How to extend access token in ASP.NET SDK sample

Question

My application is based on ASP.NET SDK sample for Microsoft graph from here: https://developer.microsoft.com/en-us/graph/docs/get-started/aspnetmvc

I successfully build an application which manages calendars (meeting rooms), but I come across the problem that user is logged out after 1 hour. Application is based on OpenID and lifetime of access token is 1 hour. I would assume that in SDK sample would automatically extend lifetime of access token through code bellow, so that I would not implement refresh token by self:

var cca = new ConfidentialClientApplication(appId, redirectUri, new ClientCredential(appSecret), tokenCache);
var result = await cca.AcquireTokenSilentAsync(scopes);

I was trying playing around with cookie and authentication options, but I want successful:

var cookieAuthenticationOptions = new CookieAuthenticationOptions();
cookieAuthenticationOptions.ExpireTimeSpan = TimeSpan.FromMinutes(90);
cookieAuthenticationOptions.SlidingExpiration = false;

new OpenIdConnectAuthenticationOptions{ UseTokenLifetime = true }

So basically I would like to know, how to keep user signed in for 90 days in my application so user don’t need to enter his credentials every hour.

1. Is it possible to do that in sample SDK or do I need to implement it manually?
   
2. If is it possible by SDK, what should I change or how to set it up?

Thank you very much for your help.

Answer 1

As mentioned by @Jason Johnston The SDK handles it by itself but there is one thing we have found out when we read this article - Focus on tenants section.

Most of our users had personal and even organization account and therefore when it tried to refresh the token you had to choose one of these accounts (when asked by MS login page after every hour.)

After changing our login URL to work with "organizations" tenant, no other action was needed and then all refreshing happened automatically, which was our intended behavior.

Answer 2

From a quick look at that sample, it should work. Refreshing the tokens is a task for the MSAL library, not the Graph SDK. Essentially the way it works is that the sample sets the GraphClient to call GetUserAccessTokenAsync whenever it sends a request. That method calls AcquireTokenSilentAsync from the MSAL library, which does the following:

• Checks the token cache for a valid non-expired access token. If it's there, returns it.
• If the token is expired, it checks for the presence of a refresh token. If the refresh is there, it uses it to obtain a new access token/refresh token, caches the new tokens, then returns the new access token.
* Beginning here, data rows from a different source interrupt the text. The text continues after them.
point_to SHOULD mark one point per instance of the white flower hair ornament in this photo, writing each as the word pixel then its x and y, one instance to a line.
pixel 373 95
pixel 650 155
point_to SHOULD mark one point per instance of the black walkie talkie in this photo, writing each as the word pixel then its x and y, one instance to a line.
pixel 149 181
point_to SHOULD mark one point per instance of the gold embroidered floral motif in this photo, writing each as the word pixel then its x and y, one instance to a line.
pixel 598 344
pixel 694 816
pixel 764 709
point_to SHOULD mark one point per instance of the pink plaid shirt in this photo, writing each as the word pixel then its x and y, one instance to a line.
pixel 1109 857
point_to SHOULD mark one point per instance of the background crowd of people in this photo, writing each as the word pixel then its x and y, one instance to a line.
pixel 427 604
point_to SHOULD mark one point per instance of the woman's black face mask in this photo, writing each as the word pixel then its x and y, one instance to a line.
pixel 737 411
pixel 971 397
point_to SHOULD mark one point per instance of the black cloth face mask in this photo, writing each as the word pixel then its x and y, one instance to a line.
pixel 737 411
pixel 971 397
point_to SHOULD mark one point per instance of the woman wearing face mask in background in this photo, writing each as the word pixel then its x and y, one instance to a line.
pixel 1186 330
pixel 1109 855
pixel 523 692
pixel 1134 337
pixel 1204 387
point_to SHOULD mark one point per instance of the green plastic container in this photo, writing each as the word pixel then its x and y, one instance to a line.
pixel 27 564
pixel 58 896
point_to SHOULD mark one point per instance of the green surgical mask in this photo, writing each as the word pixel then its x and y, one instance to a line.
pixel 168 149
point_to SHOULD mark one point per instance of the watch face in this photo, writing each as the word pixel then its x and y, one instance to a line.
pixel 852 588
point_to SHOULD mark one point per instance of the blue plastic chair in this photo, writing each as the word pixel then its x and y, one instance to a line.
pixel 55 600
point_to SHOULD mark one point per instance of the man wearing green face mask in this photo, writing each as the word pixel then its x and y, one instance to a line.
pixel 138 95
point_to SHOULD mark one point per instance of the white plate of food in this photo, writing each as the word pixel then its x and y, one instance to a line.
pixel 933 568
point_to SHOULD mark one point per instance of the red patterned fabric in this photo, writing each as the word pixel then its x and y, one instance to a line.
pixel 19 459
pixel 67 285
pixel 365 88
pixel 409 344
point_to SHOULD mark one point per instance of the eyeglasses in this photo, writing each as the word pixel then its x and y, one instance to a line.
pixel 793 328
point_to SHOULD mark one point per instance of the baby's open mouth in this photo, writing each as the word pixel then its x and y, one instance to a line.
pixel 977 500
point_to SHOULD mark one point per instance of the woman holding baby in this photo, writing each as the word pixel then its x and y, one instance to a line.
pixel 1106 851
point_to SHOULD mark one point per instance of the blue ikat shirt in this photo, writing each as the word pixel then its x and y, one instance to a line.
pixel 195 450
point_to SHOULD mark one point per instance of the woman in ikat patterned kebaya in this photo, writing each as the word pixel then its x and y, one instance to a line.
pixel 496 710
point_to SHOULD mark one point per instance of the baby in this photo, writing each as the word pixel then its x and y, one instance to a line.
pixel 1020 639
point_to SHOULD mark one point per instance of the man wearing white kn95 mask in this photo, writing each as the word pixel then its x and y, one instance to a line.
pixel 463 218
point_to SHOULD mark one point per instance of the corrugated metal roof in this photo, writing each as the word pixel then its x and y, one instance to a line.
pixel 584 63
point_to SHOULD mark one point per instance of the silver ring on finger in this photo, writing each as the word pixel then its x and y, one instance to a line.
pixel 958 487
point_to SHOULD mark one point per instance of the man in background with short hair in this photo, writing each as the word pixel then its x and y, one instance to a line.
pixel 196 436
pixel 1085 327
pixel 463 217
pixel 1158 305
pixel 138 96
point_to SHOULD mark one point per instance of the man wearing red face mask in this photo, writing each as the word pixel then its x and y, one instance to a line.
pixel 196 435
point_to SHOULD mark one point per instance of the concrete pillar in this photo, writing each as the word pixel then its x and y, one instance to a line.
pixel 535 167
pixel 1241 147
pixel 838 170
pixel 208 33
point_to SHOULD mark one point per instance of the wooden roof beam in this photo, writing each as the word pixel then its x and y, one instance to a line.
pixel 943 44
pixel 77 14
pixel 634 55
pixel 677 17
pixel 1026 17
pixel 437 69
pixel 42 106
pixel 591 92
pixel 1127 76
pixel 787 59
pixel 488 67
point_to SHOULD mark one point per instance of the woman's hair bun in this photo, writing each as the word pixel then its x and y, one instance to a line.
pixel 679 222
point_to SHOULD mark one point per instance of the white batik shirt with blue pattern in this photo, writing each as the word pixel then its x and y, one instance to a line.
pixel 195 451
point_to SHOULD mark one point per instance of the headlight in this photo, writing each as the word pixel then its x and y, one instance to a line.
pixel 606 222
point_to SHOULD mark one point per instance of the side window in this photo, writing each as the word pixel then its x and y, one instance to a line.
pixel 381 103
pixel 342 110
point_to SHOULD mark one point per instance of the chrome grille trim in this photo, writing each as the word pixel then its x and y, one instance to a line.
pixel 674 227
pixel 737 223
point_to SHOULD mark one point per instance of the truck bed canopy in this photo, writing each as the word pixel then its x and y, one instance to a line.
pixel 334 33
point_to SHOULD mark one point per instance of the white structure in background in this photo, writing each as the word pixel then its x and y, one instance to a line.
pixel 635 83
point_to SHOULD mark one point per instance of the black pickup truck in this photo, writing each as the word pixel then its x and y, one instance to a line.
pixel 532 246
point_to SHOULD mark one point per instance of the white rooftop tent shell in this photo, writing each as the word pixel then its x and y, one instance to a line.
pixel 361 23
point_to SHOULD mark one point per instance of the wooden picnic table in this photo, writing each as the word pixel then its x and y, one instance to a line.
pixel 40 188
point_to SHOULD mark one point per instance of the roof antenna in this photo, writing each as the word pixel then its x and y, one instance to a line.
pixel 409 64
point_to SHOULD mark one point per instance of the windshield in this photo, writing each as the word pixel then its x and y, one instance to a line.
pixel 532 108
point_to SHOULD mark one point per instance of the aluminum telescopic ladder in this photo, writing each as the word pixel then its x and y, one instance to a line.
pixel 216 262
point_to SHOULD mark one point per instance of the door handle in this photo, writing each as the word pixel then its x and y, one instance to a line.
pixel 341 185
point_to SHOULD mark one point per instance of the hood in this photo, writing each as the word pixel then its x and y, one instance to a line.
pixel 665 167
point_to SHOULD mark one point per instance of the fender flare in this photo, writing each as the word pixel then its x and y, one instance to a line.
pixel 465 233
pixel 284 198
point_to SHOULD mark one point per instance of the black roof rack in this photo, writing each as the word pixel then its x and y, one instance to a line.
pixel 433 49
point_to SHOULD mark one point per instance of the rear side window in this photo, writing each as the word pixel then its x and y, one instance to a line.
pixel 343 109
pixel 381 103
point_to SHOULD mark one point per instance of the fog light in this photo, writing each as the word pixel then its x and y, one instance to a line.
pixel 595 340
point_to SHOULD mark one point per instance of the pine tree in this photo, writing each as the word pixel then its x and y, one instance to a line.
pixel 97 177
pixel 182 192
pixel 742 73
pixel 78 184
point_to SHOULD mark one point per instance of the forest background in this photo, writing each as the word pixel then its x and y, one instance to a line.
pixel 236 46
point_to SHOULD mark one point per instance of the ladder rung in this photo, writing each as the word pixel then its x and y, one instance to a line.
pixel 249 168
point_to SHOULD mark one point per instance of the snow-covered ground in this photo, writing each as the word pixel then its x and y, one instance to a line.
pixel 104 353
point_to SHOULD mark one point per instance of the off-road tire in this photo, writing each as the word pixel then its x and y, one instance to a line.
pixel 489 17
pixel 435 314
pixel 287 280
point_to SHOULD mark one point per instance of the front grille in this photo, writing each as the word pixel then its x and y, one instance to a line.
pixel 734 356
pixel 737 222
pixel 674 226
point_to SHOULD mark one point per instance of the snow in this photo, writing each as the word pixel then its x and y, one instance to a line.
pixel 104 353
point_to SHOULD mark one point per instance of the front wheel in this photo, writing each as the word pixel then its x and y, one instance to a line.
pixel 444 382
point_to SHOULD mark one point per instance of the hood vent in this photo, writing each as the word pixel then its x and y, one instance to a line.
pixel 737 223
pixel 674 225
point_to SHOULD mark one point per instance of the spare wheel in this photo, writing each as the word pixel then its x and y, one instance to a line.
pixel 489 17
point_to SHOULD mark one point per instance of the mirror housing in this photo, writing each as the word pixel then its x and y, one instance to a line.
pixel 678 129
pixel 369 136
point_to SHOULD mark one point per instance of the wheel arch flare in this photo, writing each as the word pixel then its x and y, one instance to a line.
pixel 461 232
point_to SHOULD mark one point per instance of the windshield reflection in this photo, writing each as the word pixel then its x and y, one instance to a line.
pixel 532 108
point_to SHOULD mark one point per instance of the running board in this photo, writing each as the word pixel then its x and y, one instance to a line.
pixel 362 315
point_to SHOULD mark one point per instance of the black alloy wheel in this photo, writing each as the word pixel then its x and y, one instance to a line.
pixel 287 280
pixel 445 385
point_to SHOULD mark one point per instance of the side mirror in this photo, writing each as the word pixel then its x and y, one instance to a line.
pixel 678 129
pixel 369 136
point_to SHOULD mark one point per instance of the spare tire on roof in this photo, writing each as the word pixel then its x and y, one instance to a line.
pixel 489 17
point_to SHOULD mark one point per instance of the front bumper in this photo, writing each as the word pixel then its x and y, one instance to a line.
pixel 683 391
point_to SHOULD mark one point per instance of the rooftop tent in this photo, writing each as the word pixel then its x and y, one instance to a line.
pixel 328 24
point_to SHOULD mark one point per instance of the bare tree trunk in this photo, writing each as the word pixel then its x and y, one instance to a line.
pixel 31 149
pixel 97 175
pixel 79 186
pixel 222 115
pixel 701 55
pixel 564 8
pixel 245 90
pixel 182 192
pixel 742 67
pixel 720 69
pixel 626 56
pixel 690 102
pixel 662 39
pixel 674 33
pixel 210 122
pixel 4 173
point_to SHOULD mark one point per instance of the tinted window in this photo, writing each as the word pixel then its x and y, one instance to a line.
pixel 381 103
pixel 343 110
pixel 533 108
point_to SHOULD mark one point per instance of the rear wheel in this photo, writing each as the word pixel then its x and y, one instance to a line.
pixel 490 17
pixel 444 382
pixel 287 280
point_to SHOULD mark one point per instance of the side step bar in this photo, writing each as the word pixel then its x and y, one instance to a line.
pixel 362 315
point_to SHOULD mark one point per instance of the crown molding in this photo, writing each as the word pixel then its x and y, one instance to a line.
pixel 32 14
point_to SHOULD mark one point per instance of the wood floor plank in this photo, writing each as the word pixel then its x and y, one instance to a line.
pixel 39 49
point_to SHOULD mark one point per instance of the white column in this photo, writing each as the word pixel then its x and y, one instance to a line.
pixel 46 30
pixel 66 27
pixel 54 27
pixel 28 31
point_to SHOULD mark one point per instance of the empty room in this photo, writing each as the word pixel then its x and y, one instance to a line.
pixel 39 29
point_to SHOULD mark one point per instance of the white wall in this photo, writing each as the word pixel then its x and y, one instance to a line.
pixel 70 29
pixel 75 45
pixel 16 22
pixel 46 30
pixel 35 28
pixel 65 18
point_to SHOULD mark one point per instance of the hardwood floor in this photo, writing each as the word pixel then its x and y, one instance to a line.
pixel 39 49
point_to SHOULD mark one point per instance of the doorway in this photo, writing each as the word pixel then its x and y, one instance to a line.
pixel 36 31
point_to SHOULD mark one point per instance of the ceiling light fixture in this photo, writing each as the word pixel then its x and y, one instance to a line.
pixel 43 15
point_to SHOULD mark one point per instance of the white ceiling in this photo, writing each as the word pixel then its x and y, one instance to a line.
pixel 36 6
If that's not happening, I would examine what's going on with your token cache. It looks like that sample uses the session to store the tokens, so it could be something expiring with your session. A more robust solution would be to store tokens in a secure database, but samples tend to take the easy route here :)

Answer 3

You cannot control the TTL for tokens but you can get a Refresh Token by requesting the offline_access scope. The TTL for Refresh Tokens is 14 days and each time you request a refresh you get both a new token and a new refresh token.

While not specific to the SDK, I wrote a v2 Endpoint Primer which covers the underlying mechanisms at play here, including refresh tokens.